Sunday, September 19, 2010


You may already know about Newt Gingrich's latest effort to pander to the yahoos:

Gingrich told the crowd at [the Values Voter Summit] that it's time to take federal action to prevent Shariah Law from infiltrating courtrooms in the US.

"We should have a federal law that says sharia law cannot be recognized by any court in the United States," Gingrich said to a standing ovation from the audience. The law will let judges know, Gingrich said, that "no judge will remain in office that tried to use sharia law."

I like Steve Benen's headline: GINGRICH DEMANDS LEGISLATION TO ADDRESS IMAGINARY THREAT. I also like the fact that Steve reminds us who constitutes Gingrich's core audience: not the ignorant, hate-filled people Gingrich seems to want to reach, but the mainstream media.

Remember, as far as the media establishment goes, disgraced former House Speaker Newt Gingrich (R-Ga.) is a "visionary" worthy of respect, despite his frequent slips into madness....

The disgraced former Speaker added that the Democrats' "secular socialist machine" is comparable to "radical Islamists," and that Health and Human Services Secretary Kathleen Sebelius relies on "the spirit of Soviet tyranny."

Major media outlets, however, have no qualms about considering Gingrich a credible, mainstream figure.

But isn't Gingrich also connecting with some wingnuts voters? Well, note how poorly hedid in the Values Voter Summit presidential straw poll:

[Mike] Pence, chair of the House Republican conference, received 24% of the vote, edging the winner of the 2009 straw poll, former Arkansas Gov. Mike Huckabee, who received 22%. Each addressed the gathering on Friday, as did third-place finisher Mitt Romney, who won 13% of the vote.

Former House Speaker Newt Gingrich, who spoke Saturday, received 10%.

Fourth. He came in fourth. And I'd say this is an outlier (Mike Pence? Really?), but I haven't seen a 2012 poll of any kind, ever, in which Gingrich won. No one with an interest in running for office is trying harder to rouse the rabble than Gingrich, but the rabble remain largely unroused.

And yet Gingrich can be on a Sunday talk show any time he wants. To me, that makes him the new-style guy on the tire swing, the new-era John McCain. McCain represented the old way of impressing the Beltway establishment: be anti-liberal but surprisingly "centrist" on a few issues, seem "refreshingly honest," and the press will think you're the guy who should always be on TV to tell us what to do about everything. In the new version of this formulation, you still have to court the press McCain style, but you should be a lunatic teabaggish provocateur.

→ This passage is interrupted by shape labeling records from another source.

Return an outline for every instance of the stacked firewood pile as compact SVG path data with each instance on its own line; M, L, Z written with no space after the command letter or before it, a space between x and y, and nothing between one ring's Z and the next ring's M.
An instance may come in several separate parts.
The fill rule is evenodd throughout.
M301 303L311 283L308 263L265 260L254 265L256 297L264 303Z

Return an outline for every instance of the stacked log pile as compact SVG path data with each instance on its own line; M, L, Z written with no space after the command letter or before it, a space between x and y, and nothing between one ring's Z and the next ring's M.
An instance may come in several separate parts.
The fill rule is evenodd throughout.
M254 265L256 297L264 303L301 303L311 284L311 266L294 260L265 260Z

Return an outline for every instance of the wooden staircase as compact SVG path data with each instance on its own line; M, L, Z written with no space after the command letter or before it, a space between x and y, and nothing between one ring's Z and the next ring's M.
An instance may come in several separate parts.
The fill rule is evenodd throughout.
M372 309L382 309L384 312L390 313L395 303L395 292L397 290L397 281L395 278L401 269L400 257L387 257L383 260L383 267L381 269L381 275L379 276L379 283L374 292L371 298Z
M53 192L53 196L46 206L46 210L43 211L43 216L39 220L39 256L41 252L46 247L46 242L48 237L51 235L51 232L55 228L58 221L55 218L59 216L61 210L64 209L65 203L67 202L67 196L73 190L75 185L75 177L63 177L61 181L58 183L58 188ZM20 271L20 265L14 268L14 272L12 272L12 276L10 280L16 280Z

You should throw out red meat and irresponsible crazy talk, but you should do so using big words and abstruse-seeming allusions. That's what makes you good (albeit "serious"-seeming) television in the 2010s.

Gingrich's base, like McCain's, is the Beltway media. He's just giving them something they didn't need from McCain back before they felt threatened by the Internet: Fox-style demagoguery. I'm not sure why wingnut voters aren't buying, but they aren't. Only insider journalists are.